Hacker News new | ask | show | jobs
by Xoros 3174 days ago
Or maybe it means that he was not "good enough" for the multiple technologies they use. Like just in one language but not all they use.

Pretty dumb at the end if you ask me.

1 comments

Then the hiring firm is a group of fools best avoided.

Tools change like fashion. What is "hot" today will be nearly frowned on in 5 years and forgotten in a decade or so. In 20 years the fundamentals still matter, the tools, not so much (Pascal? Powerbuilder? Win32 in C?)

A smart developer can learn any tool. Hire for aptitude, not today's toolset.

I agree. Of course, there is a "spin-up" time and we prefer to select the competent candidate with skill in our tools vs the competent candidate with skill in a different tool; but absolutely a competent developer should be able to adapt to any environment.

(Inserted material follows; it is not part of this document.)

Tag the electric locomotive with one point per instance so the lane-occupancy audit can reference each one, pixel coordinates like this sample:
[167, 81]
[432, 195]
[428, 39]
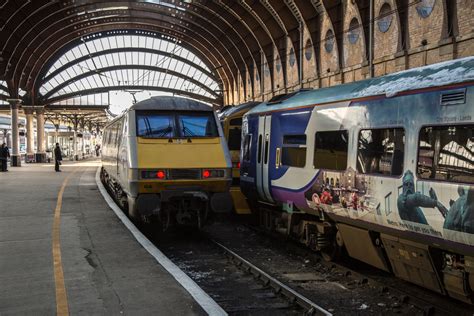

Interviews can help accommodate this by allowing the candidate to solve a coding test in a language of their choice, while also inquiring about the candidate's learning plans. (Want to make sure they are willing to adapt to the team's tools and not try to force the team to adapt to them!)

I took a job once where the code base was in a FORTRAN-derivative language. I had never used FORTRAN or anything like it. Not a problem. I studied the code. I studied the docs. I figured it out and did the work. I would expect nothing less of any other competent developer.

Another job had a toolchain based on NodeJS on the server-side. Never used NodeJS. Not a problem. Studied the code. Studied the docs. You know the story.

The key skill is a developer's willingness and ability to learn the tools that are desired for the job at hand, and to accept and learn new tools when the time is right.

A developer that knows just one tool has not shown the aptitude to handle a continually changing toolset.